Spanish spreads push out to 450bps over Bunds
Data from Tradeweb and other sources today highlighted the growing spread between Spanish and Germany government debt.
The Spanish 10 year bond once again moved toward a 450 basis points spread against the German Bund earlier today, continuing the reversal of the narrowing of spreads previosuly seen between late July through October as the ECB moved to reassure markets of its support for the eurozone, and as the eurozone leaders moved to put in place an aid package for Spain, should it formally ask for a bailout.

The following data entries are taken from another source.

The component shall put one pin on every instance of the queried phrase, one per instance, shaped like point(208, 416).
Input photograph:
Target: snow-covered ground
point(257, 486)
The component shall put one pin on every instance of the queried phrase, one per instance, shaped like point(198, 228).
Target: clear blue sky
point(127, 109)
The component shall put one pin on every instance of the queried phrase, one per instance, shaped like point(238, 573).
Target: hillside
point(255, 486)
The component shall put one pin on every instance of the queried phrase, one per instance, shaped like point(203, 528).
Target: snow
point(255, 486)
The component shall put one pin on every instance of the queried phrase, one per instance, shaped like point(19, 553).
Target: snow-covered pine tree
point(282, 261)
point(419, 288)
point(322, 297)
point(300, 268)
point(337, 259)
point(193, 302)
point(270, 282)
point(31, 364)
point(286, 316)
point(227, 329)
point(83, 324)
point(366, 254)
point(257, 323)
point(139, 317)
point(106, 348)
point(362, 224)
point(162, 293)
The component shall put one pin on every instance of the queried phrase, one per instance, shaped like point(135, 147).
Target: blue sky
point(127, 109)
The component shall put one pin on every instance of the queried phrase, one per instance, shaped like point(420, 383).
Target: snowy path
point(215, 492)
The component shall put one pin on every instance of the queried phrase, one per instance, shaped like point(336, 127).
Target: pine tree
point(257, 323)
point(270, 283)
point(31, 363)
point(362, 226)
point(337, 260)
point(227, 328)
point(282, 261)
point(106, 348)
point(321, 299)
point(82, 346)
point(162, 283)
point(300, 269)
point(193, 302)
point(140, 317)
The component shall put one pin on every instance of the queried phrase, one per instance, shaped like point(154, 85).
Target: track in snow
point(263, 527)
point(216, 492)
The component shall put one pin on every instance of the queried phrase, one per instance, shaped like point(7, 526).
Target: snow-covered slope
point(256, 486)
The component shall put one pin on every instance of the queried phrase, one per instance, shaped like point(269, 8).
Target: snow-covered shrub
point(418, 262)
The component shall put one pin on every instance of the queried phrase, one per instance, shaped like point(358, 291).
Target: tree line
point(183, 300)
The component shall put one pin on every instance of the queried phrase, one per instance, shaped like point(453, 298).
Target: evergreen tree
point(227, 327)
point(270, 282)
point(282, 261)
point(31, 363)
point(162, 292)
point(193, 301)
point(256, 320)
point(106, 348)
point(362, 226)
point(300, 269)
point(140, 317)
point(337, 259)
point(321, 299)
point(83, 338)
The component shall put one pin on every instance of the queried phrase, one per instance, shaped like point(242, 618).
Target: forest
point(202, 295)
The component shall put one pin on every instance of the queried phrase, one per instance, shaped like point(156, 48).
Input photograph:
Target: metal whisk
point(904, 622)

However, since then there has been concern that Spain would not apply for assistance because it would be seen as politically difficult among the Spanish electorate. And the delays have once again brought into question the commitment of politicians to measures that the market deems necessary to reverse the sovereign debt crisis in the region.
On the morning of 12 November, the spread widened from 428 to 447bps, Tradeweb data shows. This was confirmed later in the day as the spread moved above the 450 level.
Thomson Reuters data suggest the yield on Spain’s debt has hit 5.88%, compared to 1.35% for Bunds. Only Japan, 0.73%, and Switzerland, 0.43%, are lower among a list of 20 developed markets.
Last week Spain sold €4.76bn worth of sovereign debt, but yields rose as bond buyers expressed fears that the country would shirk any application for assistance.